Sharing a House (Co-tenancy)
Sharing a House 101 is a guide for resolving housemate disputes. It provides general information to help students understand their legal rights and obligations when living in different types of shared households.
In a co-tenancy, every occupant is listed as a tenant on the lease and the tenants share equal responsibility for paying rent and taking care of the property. The landlord does not live on the property.
A Co-Tenancy Agreement can help to minimise problems and legal issues that commonly arise in shared households. This template is available to download, however, it is important that all tenants read the Co-Tenancy Agreement carefully before signing it, including the Information Sheet contained in the document.
Frequently Asked Questions
Why should I use this co-tenancy agreement?
This co-tenancy agreement helps tenants deal with common problems in shared households. You can use this agreement to set out the rights and responsibilities between co-tenants. It does not change your rights or responsibilities under the lease with the landlord. If a conflict arises between the terms of the lease or the Residential Tenancies Act 1997 (Vic) (‘RTA’) and this co-tenancy agreement, the lease and RTA will prevail.
The agreement helps co-tenants understand how much money they will need to pay, and what kind of duties and behaviours are expected within the house.

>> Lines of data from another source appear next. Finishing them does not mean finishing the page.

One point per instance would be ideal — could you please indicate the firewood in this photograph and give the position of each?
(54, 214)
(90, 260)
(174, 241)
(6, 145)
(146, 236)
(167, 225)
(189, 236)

How do I use this agreement?
Everyone signing the agreement should read entire document first. Before anyone signs, make sure all the details are filled out correctly. Everyone should sign the first and last page on the one document, and copies should be made for each person who is signing. Make sure you keep the original agreement in a safe place.
What if someone breaks the agreement?
If someone breaks this agreement, it can be enforced against that person. This means the signed agreement can be shown in Court as evidence of what a person has agreed to do but has not done. The Court may tell that person to do the things agreed in the document, such as pay money to another tenant.
How do we enforce this agreement?
Disputes under this agreement may be resolved through the Magistrates’ Court. However, in many cases, making an application in the Magistrates’ Court, together with lawyer fees, is a costly way to resolve disputes. Students should seek legal advice before going to the Magistrates’ Court.
What are other ways to resolve disputes?
To save time and money, and to maintain a good relationship with your housemates, you can go to mediation. In mediation, an independent third person tries to help everyone agree on a final decision. They can also help you put an agreement in writing. Unless mediation is ordered by a Court or Tribunal, your housemates don’t have to go to mediation if they don’t want to.
Free independent mediation services are offered by the Dispute Settlement centre of Victoria. You can visit www.disputes.vic.gov.au, or call 1300 137 164 for more information.
You can also contact the Deakin Legal Service for Students. We can give students advice on ways to resolve your dispute.
How can we make small changes to the agreement?
You can make small changes to the agreement if everyone agrees by crossing out and/or adding by hand. Each tenant will need to write their initials and the date on the original agreement next to the change to show that they accept the change. Remember to make copies of the changed agreement for everyone.
How can we make large changes to the agreement?
For lots of changes or changes which are very important (for example, a change in the rent amount), we recommend you sign a new agreement.
What happens when tenants are replaced?
You can sign a new agreement with the new group of co-tenants, or the new tenant can initial and date every time their name replaces the name of the tenant who is leaving. This shows that they accept the rights and responsibilities set out under this agreement.
What should we do if a section is not relevant to us?
Where a section is not relevant you should remove it from the agreement. You can remove the section by drawing a line through the words and having all the co-tenants initial the removal. You can also use this agreement as an example, and write a new agreement with the sections you want.
Irrelevant sections could include:
- If the property does not have a landline phone, you may remove that box on page 7; or
- If the rent includes some bills such as electricity, gas or water then you may remove those boxes on page 6; or
- If the parties do not wish to have a chore schedule as stated in 11.2 on page 7, that section may be removed.
How do I get more information?
If you have any questions or require more information, please contact Deakin Student Legal Service.
This Co-tenancy Agreement is provided as a guide only. It has been prepared based on common disputes that occur in shared households. It is not intended to be an exclusive and comprehensive document for all housing arrangements.